In the mystery section I spotted a novel by Georgette Heyer, They Found Him Dead.  This is not one of the Regency romances Heyer is most famous for (I have a couple of those, as yet unread, on my Kindle), but a mystery first published in 1937, one of a dozen or so she wrote.  Somehow when I was reading my way through British mysteries of that era, devouring the works of Agatha Christie, Ngaio Marsh, Dorothy Sayers and Margerie Allingham, I missed Heyer.  I haven’t read anything by Alexander McCall Smith, either, so I picked up The No. 1 Ladies’ Detective Agency, the first in what has become a very popular series.

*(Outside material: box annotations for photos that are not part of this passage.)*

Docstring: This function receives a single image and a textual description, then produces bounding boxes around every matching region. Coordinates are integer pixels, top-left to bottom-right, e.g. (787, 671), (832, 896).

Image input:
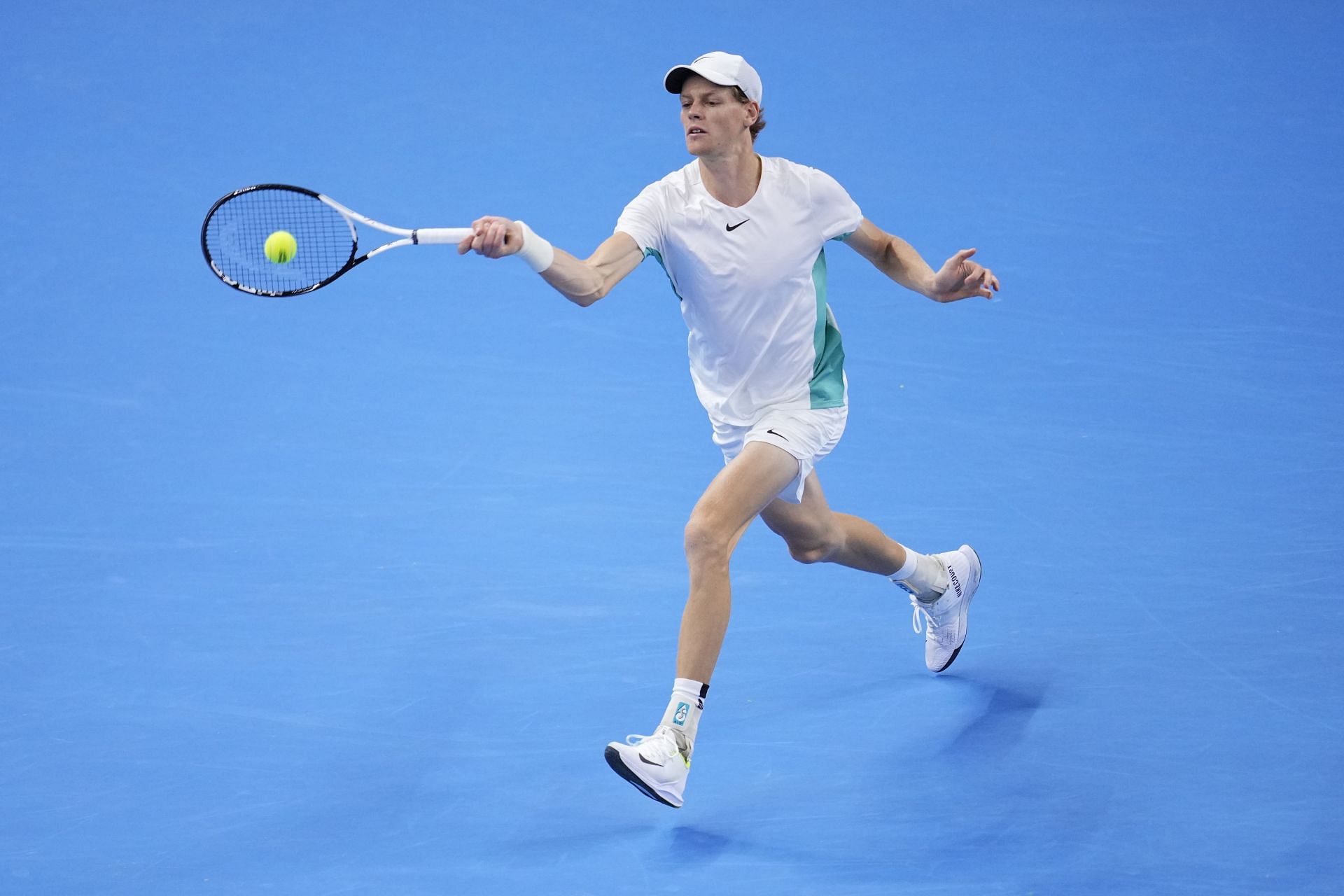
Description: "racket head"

(200, 184), (363, 295)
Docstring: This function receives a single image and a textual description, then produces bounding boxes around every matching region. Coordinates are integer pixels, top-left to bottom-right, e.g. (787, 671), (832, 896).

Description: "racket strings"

(206, 187), (356, 294)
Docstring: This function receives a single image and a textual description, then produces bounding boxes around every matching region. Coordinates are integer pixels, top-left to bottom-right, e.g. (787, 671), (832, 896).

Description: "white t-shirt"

(615, 158), (863, 426)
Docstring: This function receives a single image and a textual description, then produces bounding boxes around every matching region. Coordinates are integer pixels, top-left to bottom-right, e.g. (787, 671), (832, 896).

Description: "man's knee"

(685, 513), (732, 563)
(786, 533), (839, 563)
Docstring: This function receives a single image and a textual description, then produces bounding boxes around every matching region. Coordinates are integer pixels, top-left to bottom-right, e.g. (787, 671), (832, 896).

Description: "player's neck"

(700, 145), (764, 208)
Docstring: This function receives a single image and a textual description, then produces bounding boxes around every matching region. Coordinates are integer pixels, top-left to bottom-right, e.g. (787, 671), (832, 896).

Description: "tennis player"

(458, 52), (999, 806)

On the science fiction racks I found an anthology called Chicks Kick Butt.  The title pretty much says it all.  Some of the names I’m familiar with, some I haven’t read, and the stories should be a good introduction to some new authors.

Not far down the shelf I found a recent edition of a book I have read a number of times, Alas, Babylon, by Pat Frank.  Of all the Cold War era after-the-nuclear-holocaust novels, this was one of the best, and my personal favorite.  Written in 1959, when I was a kid being told it was possibly to survive an attack by hiding under my desk, and set in Florida, where I lived at the time, Alas, Babylon is a story of survival and hope.  The copy I found on my shelf when I got home wasn’t quite as far gone as the Wyndham novels I recently replaced, but it was printed in 1970 and cost 95 cents.  It would stand up to another reading or two, but the pages are yellow and the print is small.  I’m glad to have another copy, and I’ll read it again.

I may never read Günter Grass’ The Tin Drum again, but when I saw it on the bargain rack near the front of the store I picked it up.  Put it back.  Picked it up again.  The Tin Drum is a long, dense, complex German novel, written in 1959 and still hugely popular when I was in college in the late 60s.  My friends and I had quotes from the book on our dorm walls.  This edition is a new translation sponsored by Grass himself in time for the novel’s fiftieth anniversary.  It cost me $1.50, in hardback.

Bookshelves were going three for $100.  I was tempted, but I drive a Toyota.  Toyotas have big trunks, and I can fit a lawnmower in my Corolla, but I had to pass on the bookshelves.  I’ll just have to make more space on the ones I have.